If this has not been convincing, think about the cost of oil if the total control of the oil that flows from Iraq and Iran, one might see the cost of a barrel at $2 or even more. By eliminating this threat, the heat in the Middle East would cool down to a simmer, but it is important to step up to the plate and very soon.

Posted by: Ed D on January 13, 2006 04:15 PM

3. kuhnkat said:

Ed,

I read a recent article where Israel is exchanging aircraft basing with Turkey and Greece!!!! I could hardly believe it. I think Ahmadinejad's mouth has done what everything else thay have been doing couldn't. Convince his neighbors that they are a worse problem than Sodam Insane was.
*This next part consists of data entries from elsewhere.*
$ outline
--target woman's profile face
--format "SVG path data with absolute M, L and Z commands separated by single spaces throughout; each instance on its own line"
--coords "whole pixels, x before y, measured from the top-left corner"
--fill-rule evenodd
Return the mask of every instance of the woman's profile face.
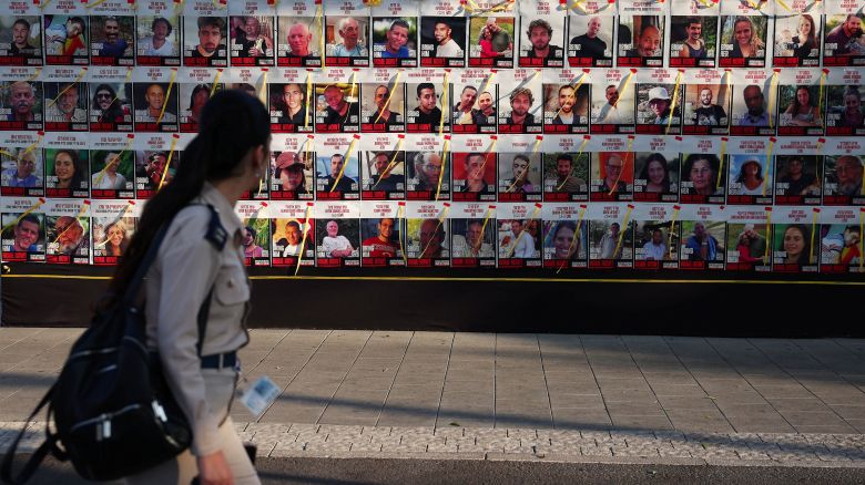
M 699 159 L 691 166 L 691 182 L 694 189 L 703 194 L 712 189 L 712 165 L 708 159 Z
M 798 22 L 798 33 L 802 35 L 807 35 L 811 33 L 811 22 L 808 22 L 808 19 L 802 18 Z
M 652 184 L 663 184 L 664 166 L 661 161 L 653 159 L 649 162 L 649 182 Z
M 279 180 L 283 183 L 283 190 L 296 190 L 304 182 L 304 173 L 301 169 L 286 168 L 279 173 Z
M 751 42 L 751 22 L 740 21 L 733 28 L 733 35 L 740 45 Z
M 61 152 L 54 157 L 54 175 L 58 182 L 71 180 L 75 175 L 75 163 L 68 153 Z
M 803 106 L 807 106 L 811 101 L 811 93 L 808 90 L 796 90 L 796 102 Z
M 784 252 L 787 258 L 797 259 L 805 249 L 805 235 L 797 227 L 787 227 L 784 231 Z
M 124 236 L 123 229 L 118 226 L 111 226 L 108 230 L 108 241 L 112 246 L 120 246 Z
M 567 226 L 559 227 L 552 242 L 556 249 L 556 259 L 569 259 L 573 251 L 572 246 L 574 246 L 573 230 Z

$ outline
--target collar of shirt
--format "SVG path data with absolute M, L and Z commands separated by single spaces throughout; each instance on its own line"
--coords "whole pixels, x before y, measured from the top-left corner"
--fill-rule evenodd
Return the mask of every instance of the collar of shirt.
M 216 189 L 210 182 L 204 183 L 204 188 L 201 192 L 201 200 L 205 204 L 210 204 L 220 214 L 220 221 L 225 227 L 225 230 L 230 235 L 238 233 L 243 228 L 243 223 L 237 214 L 234 213 L 234 207 L 225 199 L 220 190 Z

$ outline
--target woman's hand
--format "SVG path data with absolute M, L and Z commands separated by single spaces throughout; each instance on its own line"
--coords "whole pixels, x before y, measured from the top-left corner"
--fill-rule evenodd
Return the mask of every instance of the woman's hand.
M 234 477 L 222 451 L 199 456 L 199 482 L 201 485 L 233 485 Z

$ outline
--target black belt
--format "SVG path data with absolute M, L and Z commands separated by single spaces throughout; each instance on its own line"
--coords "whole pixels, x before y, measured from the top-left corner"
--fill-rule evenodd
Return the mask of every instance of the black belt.
M 237 363 L 237 352 L 214 353 L 213 355 L 202 355 L 202 369 L 225 369 L 233 368 Z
Remember that Sodam himself convinced the Saudis and others to allow the US to attack.

The fact that Turkey pulled back on our Iraq invasion, but, is now allowing in Israeli air force tells me that they are taking this seriously and that we can expect at least Israel to hit Iran in a much more reasonable attack configuration than what I had been expecting!!

Oh, and the rather hurried wrapping up of our Iraq commitment is probably due to our preparing for possible involvement in Syria and/or Iran also!! The best defense is a strong offense. We keep talking about how we are to keep Iran from controlling the Shia'a in Iraq?? How about if they are fighting for their lives?? Won't be able to send much help to their bad boys in Iraq.

I can vaguely imagine small units hitting and running on Iranian Nuclear and military installations. Any concentrations of military would be bombed into dust if not deep underground. If deep underground small units woud go in and use demolition to make sure they didn't surface again. Wouldn't need to actually collapse the bunkers, just SEAL them, and destroy any attempts to reopen them.

In Afghanistan we were able to allow the locals to do most of the fighting. In Iraq we needed to go in and do most of it until we could train the non-sadam types to take over. In Iran there is a more organised military that will be easier to hit like Iraqs. There is also a population that would LOVE to have a DEMOCRATIC gubmint if the military and Ayatollah types could be knocked off. I could be wrong but don't see a lot of different armed groups running around in Iran other than the already known actors involved in Iraq. With Syria in the middle of a revolution (ex Syrian politicos calling for it now) the same old players could be divided enough for it to happen!!!

Yup, we could have been reading the US admins intentions wrong!! I would love for this little fantasy to play out and me be somewhere around it!!

Posted by: kuhnkat on January 14, 2006 12:21 AM

4. leonard said:

As much as I hate to mix sports with politics - may I suggest that if Iran were to be banned from the Soccer World Cup that would serve to contrate the minds of the masses in Iran as to the misdeeds of her current rulers and make the president extremely unpopular. There is a precendent for this in the 1980 Olympics following the Russian invasion of Afghanistan. Economic sanctions seem to be difficult at the moment since it would result in oil prices being forced up to 100 dollars a barrel.